The term search engine has become the predominant term for search system or search site, but before reading any further, you need to understand the different types of search, um, thingies, you’re going to run across.
Basically, you need to know about four thingies:
1. Search indexes or search engines: These are the predominant type of search tools you’ll run across. Originally, the term search engine referred to some kind of search index, a huge database containing information from individual Web sites. Google’s vast index (http://www.google.com/ ) contains over 3 billion pages, for instance. Large search-index companies own thousands of computers that use software known as spiders or robots (or just plain bots — Google’s software is known as Googlebot) to grab Web pages and read the information stored in them. These systems don’t always grab all the information on each page or all the pages in a Web site, but they grab a significant amount of information and use complex algorithms to index that information. Google is the world’s most popular search engine.
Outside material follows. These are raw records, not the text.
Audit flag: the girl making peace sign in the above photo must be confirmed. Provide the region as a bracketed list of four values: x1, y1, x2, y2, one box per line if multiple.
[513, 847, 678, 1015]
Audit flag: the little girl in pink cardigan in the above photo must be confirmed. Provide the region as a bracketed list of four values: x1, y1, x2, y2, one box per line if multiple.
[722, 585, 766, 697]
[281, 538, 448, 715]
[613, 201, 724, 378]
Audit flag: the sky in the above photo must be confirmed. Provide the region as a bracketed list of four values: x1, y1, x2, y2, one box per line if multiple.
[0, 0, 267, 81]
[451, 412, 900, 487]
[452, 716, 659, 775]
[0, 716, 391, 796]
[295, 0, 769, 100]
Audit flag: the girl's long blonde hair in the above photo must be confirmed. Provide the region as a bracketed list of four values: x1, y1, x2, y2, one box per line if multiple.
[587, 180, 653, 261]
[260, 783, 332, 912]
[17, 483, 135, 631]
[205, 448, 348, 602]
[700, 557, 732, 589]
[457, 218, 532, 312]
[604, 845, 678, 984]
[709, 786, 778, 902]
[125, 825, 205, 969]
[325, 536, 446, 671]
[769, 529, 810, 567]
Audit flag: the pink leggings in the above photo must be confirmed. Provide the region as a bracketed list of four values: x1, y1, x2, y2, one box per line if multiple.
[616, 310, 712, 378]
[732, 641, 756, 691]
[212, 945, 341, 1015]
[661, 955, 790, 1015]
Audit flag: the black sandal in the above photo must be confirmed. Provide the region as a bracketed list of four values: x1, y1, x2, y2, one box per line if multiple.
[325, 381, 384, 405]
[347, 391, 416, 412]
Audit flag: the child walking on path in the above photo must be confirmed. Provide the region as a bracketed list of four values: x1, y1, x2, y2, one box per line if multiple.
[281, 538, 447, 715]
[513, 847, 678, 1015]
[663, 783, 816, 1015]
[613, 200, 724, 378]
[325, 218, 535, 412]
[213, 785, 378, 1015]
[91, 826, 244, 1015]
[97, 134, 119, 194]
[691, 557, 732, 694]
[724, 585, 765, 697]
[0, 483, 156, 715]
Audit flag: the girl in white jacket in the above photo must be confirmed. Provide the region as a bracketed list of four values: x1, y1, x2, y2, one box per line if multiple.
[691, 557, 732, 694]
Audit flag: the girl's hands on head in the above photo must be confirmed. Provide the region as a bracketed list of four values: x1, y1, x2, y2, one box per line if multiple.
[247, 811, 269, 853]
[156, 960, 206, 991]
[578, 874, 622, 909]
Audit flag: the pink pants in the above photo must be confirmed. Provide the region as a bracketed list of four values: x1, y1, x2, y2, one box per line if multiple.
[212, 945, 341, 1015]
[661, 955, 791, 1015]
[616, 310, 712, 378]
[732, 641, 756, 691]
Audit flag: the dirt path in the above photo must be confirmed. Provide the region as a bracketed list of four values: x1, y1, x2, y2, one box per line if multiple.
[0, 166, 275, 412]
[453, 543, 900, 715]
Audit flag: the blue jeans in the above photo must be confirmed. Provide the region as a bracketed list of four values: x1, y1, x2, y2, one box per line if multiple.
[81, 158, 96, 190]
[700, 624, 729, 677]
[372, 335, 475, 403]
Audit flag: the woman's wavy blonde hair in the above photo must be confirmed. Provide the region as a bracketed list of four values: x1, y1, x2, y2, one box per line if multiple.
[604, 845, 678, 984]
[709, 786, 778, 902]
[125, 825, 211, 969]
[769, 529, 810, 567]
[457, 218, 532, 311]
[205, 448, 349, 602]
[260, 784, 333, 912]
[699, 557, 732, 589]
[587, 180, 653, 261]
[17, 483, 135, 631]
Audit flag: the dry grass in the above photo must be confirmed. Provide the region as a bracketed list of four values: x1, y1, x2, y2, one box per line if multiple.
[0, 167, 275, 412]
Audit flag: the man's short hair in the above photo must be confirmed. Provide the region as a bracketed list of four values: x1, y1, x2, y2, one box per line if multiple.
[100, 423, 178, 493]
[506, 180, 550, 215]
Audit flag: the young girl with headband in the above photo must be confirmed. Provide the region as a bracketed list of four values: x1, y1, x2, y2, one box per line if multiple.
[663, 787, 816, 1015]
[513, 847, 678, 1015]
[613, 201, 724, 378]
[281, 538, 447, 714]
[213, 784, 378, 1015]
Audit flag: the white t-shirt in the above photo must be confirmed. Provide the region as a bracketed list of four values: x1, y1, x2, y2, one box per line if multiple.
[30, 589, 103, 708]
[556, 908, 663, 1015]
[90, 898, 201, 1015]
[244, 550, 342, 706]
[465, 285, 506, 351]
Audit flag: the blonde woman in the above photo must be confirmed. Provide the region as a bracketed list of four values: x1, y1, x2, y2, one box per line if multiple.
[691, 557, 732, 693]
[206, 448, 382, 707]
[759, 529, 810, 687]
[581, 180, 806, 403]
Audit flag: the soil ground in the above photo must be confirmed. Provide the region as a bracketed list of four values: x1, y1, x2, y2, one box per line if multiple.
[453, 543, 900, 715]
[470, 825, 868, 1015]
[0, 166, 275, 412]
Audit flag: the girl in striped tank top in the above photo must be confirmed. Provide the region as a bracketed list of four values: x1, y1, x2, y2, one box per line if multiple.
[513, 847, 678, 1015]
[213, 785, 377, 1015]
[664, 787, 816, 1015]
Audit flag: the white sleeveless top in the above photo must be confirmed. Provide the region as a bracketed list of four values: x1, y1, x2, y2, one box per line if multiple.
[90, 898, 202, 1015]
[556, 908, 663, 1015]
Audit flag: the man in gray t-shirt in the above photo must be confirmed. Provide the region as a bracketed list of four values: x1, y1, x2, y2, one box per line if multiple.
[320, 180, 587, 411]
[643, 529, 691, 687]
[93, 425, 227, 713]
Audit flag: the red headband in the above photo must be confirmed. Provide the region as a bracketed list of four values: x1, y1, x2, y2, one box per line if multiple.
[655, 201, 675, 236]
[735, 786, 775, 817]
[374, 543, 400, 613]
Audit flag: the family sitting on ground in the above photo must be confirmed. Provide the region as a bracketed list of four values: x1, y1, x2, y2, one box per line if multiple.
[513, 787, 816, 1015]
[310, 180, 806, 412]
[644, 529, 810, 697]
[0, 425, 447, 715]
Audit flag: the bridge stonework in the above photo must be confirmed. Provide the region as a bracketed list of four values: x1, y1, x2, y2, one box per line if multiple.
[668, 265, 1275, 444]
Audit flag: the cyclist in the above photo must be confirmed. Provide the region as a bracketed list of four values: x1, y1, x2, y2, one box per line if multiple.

2. Search directories: A directory is a categorized collection of information about Web sites. Rather than containing information from Web pages, it contains information about Web sites. The most significant search directories are owned by Yahoo! (http://www.dir.yahoo.com/) and the Open Directory Project (http://www.dmoz.org/). Directory companies don’t use spiders or bots to download and index pages on the Web sites in the directory; rather, for each Web site, the directory contains information such as a title and description. The two most important directories, Yahoo! and Open Directory, have staff members who examine all the sites in the directory to make sure they are placed into the correct categories and meet certain quality criteria. Smaller directories often allow people submitting sites to specify which category should be used.
3. Non-spidered indexes: I wasn’t sure what to call these things, so I made up a name: non-spidered indexes. A number of small indexes, less important than the major indexes such as Google, don’t use spiders to examine the full contents of each page in the index. Rather, the index contains background information about each page, such as titles, descriptions, and keywords. In some cases, this information comes from the meta tags pulled off the pages in the index. In other cases, the person who enters the site into the index provides this information.
4. Pay-per-click systems: Some systems provide pay-per-click listings. Advertisers place small ads into the systems, and when users perform their searches, the results contain some of these sponsored listings, typically above and to the right of the free listings.